Acabou o primeiro acto. Os espectadores aproveitaram para apanhar ar e fumar um cigarro. A maioria era para desabar e saber a opinião dos restantes sobre o que estavam a ver. Alguns mais velhos lembravam que fez bem a interrupção de dez anos. O que agora viam era de uma verdade nua e crua sobre um lugar que conheciam bem. Nas outras peças interpretadas há dez anos sabiam o que elas relatavam mas não tinham conhecimento de causa, a não ser na revista “Freamunde é Coisa Boa”.
À medida que o espectáculo decorria em que os cenários eram mudados para dar lugar a outras cenas a admiração era maior. Não havia dúvidas. Fernando Santos tinha unicamente a intenção de valorizar um lugar pobre de Freamunde em ex-libris. Demonstrar que aquela gente muitas vezes ironizada com frases: és da Gandarela... nota-se bem! Não correspondia à verdade. Os músicos da Banda de Freamunde acomodados no porão davam os seus acordes nas várias canções sobre a Gandarela.
Eis a Gandarela / Olhai pra ela /Se quereis aprender / Como, num momento, / O sofrimento / Se muda em prazer!... / Lá vai jovial / Não tem rival / Pra cá da serra da Agrela! / Ninguém a confunde / E até Freamunde / Não era nada sem ela!...” O público tinha tomado o tom da música e trauteavam as canções. Era bonito. Parecia uma simbiose.
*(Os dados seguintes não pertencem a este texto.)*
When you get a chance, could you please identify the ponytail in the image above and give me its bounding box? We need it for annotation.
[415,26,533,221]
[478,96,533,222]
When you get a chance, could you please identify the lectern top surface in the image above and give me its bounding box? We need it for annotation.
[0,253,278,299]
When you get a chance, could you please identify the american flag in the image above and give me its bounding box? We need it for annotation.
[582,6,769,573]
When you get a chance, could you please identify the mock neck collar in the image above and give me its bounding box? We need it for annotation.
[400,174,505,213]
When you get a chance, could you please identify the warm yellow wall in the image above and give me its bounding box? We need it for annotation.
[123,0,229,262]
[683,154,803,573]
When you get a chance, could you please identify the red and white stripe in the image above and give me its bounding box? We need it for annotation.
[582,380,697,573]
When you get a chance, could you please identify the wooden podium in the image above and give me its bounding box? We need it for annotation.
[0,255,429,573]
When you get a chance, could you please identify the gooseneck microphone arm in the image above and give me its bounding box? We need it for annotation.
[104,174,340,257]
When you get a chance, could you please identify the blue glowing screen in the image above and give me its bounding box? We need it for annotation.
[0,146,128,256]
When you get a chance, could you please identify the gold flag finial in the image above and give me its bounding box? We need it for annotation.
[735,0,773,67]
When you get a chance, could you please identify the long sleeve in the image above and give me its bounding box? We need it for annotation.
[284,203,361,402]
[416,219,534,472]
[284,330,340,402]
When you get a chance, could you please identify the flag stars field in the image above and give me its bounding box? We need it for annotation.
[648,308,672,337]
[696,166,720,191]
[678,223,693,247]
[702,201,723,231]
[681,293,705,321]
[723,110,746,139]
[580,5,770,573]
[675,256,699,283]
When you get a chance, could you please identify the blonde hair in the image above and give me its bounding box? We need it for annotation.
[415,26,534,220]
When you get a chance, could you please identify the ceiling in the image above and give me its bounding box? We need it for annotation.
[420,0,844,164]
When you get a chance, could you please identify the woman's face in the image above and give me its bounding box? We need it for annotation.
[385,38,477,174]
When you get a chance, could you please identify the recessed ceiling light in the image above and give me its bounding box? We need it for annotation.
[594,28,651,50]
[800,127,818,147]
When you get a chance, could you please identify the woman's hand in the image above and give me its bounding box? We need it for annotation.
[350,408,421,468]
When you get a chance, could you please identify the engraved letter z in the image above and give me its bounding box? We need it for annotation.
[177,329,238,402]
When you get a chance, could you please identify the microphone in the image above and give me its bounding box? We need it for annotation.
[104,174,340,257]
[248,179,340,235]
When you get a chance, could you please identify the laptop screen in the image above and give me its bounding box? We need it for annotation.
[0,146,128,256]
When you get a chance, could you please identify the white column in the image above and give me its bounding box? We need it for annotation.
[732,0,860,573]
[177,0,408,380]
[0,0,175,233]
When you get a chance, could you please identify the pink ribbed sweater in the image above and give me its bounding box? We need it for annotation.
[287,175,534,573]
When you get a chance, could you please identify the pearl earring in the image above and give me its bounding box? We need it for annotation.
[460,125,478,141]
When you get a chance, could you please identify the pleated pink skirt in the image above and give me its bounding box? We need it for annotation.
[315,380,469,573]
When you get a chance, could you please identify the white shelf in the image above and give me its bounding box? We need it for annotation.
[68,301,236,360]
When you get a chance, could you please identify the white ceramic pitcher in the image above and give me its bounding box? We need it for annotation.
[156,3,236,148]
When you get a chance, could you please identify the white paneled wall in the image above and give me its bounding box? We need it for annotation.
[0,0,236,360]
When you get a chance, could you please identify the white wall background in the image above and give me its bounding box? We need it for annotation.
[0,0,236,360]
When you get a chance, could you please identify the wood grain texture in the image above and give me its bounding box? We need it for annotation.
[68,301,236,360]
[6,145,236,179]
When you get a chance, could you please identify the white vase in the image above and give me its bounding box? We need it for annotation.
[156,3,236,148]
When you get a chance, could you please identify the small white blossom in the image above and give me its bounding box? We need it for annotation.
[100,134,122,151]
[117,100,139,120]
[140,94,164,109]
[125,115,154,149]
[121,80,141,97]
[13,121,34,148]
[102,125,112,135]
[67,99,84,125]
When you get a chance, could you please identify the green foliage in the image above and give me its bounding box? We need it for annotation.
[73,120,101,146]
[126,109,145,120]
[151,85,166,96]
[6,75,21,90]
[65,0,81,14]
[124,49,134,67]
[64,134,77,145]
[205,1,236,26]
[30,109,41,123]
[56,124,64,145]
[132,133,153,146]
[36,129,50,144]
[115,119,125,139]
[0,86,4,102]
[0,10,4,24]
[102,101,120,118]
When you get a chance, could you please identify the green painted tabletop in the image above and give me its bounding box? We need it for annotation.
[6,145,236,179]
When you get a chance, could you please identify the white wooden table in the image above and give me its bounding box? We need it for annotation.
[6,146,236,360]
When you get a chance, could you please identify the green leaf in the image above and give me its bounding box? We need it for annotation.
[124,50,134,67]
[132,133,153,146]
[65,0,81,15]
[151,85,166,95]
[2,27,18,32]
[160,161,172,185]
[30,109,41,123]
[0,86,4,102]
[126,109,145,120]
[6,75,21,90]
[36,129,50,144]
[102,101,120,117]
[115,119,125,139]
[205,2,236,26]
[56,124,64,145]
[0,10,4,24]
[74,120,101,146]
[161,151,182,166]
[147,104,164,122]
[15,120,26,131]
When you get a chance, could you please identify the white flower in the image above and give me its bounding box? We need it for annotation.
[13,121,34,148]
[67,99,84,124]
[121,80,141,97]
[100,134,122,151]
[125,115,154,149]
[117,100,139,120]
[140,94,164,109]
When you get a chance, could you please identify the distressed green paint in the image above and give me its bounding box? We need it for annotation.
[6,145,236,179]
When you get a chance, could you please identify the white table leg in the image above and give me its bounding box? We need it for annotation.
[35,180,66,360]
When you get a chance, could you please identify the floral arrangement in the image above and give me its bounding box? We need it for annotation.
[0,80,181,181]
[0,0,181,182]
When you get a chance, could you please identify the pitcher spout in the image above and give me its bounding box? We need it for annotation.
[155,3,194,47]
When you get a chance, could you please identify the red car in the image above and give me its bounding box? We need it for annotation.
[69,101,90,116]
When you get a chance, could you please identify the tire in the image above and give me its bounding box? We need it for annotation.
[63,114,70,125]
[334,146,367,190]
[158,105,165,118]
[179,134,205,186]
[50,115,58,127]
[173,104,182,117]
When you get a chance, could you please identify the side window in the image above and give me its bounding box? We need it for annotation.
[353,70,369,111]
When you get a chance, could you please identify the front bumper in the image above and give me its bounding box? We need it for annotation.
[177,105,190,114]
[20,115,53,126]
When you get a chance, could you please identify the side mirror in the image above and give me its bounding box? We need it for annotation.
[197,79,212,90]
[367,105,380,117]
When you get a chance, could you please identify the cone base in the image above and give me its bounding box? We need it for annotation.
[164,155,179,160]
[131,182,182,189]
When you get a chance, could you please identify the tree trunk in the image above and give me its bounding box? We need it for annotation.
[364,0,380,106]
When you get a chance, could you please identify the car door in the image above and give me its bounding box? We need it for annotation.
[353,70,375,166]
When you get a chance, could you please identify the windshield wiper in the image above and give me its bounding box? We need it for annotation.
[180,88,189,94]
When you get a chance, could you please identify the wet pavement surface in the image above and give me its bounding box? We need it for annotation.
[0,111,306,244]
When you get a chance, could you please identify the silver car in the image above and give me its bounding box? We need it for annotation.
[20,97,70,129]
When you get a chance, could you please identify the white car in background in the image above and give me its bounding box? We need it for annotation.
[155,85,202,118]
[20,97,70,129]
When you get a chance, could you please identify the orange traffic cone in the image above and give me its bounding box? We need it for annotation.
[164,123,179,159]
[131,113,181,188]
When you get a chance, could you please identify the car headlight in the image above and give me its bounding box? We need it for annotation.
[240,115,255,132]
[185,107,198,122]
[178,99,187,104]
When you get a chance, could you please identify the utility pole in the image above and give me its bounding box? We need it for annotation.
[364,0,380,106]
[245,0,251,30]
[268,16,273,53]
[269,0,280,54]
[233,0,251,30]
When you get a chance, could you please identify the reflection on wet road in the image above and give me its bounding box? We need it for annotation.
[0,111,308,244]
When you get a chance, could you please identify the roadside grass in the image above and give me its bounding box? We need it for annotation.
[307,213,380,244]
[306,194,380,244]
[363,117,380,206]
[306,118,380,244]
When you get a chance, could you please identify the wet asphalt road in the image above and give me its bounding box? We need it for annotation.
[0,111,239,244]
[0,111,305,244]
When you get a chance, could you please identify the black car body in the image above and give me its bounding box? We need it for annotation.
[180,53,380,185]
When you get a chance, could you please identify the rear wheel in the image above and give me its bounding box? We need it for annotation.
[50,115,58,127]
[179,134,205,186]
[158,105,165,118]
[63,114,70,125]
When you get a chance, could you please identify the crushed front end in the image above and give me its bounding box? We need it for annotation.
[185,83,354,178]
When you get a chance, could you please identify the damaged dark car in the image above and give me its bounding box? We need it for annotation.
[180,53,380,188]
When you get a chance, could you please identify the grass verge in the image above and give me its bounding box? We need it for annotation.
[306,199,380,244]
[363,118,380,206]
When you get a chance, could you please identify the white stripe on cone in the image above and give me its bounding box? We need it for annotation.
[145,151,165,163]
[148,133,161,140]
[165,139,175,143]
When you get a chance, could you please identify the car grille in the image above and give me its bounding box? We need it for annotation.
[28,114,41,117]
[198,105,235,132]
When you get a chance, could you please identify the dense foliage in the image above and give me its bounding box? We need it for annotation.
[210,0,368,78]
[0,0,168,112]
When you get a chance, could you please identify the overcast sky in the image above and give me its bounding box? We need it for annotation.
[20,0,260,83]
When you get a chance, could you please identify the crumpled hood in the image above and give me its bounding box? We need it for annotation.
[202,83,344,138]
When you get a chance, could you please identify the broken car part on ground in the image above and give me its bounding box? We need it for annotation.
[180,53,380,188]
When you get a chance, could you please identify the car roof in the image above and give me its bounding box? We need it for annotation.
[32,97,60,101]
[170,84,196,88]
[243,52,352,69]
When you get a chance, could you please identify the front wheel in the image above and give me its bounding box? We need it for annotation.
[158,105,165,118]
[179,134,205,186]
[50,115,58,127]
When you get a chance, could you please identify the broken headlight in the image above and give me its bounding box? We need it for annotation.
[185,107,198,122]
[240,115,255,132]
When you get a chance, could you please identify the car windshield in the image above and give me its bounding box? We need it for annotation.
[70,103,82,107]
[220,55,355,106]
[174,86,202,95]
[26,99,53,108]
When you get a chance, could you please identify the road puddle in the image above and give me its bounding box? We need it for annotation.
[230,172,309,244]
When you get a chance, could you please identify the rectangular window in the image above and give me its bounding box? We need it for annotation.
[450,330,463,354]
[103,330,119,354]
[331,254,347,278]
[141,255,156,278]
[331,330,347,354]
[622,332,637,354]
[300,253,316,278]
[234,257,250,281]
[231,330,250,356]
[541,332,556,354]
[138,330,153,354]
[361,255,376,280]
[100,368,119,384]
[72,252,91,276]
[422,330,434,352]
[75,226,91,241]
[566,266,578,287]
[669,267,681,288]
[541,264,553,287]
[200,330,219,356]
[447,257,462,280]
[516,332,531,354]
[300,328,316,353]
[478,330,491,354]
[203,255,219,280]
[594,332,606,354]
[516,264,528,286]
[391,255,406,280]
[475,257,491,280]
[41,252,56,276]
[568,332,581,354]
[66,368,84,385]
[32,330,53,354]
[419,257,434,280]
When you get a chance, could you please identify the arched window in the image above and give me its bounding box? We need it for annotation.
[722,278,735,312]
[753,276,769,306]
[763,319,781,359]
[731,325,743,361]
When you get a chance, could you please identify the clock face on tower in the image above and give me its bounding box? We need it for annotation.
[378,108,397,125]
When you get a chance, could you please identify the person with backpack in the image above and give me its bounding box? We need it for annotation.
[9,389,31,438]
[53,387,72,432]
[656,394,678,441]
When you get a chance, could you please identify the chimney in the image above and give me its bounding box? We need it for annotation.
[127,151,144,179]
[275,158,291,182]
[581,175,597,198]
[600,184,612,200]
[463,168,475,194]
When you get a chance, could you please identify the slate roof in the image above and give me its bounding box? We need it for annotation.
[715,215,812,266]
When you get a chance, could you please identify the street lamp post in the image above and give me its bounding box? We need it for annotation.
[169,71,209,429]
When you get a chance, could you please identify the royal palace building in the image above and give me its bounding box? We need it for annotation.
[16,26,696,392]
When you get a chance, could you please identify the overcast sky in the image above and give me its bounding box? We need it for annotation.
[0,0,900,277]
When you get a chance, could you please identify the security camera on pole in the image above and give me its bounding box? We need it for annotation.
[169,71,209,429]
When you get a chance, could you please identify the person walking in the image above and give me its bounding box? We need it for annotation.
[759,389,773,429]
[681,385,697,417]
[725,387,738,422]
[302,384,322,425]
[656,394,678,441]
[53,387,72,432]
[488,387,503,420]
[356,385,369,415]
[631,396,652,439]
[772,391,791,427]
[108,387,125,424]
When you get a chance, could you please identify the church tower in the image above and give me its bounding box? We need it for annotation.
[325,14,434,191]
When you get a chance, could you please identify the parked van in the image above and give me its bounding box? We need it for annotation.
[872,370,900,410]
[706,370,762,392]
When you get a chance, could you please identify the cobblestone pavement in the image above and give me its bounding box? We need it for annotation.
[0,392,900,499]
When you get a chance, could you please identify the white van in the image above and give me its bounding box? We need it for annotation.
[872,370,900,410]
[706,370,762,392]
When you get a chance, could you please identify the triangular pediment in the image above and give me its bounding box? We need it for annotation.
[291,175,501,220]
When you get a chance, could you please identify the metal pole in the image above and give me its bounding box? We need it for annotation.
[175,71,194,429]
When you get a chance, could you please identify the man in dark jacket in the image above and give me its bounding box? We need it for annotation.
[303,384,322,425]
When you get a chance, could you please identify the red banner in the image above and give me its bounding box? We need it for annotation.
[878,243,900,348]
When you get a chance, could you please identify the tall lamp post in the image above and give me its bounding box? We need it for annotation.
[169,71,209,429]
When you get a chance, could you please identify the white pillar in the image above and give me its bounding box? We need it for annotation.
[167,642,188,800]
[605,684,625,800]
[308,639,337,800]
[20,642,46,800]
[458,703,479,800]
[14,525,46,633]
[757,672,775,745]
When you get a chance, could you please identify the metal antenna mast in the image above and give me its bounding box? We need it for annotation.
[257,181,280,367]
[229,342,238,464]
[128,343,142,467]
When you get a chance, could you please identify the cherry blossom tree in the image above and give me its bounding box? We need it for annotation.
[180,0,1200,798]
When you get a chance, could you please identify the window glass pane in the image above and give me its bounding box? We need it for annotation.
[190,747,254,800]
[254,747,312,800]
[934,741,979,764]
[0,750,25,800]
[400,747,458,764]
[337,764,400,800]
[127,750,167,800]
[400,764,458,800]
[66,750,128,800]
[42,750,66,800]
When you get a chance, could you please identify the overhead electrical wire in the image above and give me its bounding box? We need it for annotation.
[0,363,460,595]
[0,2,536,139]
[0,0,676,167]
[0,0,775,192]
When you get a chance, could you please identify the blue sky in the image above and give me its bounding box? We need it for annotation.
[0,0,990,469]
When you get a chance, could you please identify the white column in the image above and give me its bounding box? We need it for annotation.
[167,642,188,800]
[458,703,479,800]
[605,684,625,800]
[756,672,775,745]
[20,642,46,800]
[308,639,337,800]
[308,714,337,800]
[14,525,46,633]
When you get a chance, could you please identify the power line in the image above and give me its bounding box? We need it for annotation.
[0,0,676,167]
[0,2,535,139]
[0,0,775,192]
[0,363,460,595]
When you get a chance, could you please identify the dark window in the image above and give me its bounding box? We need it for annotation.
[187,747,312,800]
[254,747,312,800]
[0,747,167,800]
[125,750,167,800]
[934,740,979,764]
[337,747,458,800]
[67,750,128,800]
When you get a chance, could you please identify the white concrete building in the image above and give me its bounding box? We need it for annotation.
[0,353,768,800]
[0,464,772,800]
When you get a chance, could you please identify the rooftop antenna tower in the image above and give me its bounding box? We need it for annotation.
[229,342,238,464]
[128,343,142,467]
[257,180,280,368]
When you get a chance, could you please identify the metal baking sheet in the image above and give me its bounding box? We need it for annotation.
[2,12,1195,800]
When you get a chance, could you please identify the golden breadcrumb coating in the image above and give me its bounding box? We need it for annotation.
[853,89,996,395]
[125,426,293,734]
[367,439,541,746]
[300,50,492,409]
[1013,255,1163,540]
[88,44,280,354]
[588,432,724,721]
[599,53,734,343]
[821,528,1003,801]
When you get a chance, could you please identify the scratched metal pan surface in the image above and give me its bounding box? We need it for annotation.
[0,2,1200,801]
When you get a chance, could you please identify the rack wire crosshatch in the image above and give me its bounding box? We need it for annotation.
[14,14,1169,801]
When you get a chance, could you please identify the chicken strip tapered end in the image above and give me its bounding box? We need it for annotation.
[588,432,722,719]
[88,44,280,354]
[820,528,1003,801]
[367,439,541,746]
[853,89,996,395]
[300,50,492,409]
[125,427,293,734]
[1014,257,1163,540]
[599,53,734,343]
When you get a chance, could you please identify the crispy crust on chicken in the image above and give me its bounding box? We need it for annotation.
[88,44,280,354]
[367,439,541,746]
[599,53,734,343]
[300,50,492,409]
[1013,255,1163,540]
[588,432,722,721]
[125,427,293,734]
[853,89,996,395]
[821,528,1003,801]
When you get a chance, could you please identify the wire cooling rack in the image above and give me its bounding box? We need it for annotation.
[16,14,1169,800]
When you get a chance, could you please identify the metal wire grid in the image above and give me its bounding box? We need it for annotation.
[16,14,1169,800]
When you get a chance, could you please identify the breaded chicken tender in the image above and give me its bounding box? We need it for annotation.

O espectáculo caminhava para o seu fim. Via-se nos rostos e olhos, quer de actores e público, um brilho rasgado de alegria. Alguns diziam: passava aqui a noite a ver este espectáculo. Outros, que parecia que se estava numa sala de teatro da capital a ver uma companhia profissional tal era o rigor que os actores empregavam aos seus papéis. Até que se ouve através de som de fundo e aqui o público apercebeu-se do seu final.
Ah, gente da Gandarela! / Bairro pobre, mas honrado! / Vale mais a tua chinela / Que pantufa de fivela / Ou sapato envernizado!... / És pobre. Porém espanta / Tua alegre condição!... / Gente que sofre e que canta: / A alma junto à garganta / E, nas mãos o coração... / Gente tão mal compreendida, / Que não a querem compreender!... / Mostra aos outros o que é vida: / Diz-lhes que é prazer e lida / Diz-lhes que é rir e sofrer!”
O público, todo de pé aplaudia. Os actores tiveram de vir por várias vezes ao palco para receber os aplausos e agradecer a bondade deles. Na última aparição trouxeram o seu encenador, Fernando Santos, e os aplausos eram tantos que a sala parecia que vinha abaixo. Aqui ouviu-se os poucos moradores da Gandarela que assistiram ao espectáculo, dizerem: Bravo, a Gandarela e o seu povo é isso! O que confirmo. Foi naquele lugar que vim ao Mundo.
Mas, mal sabíamos a fama que ia ter a nossa Gandarela.”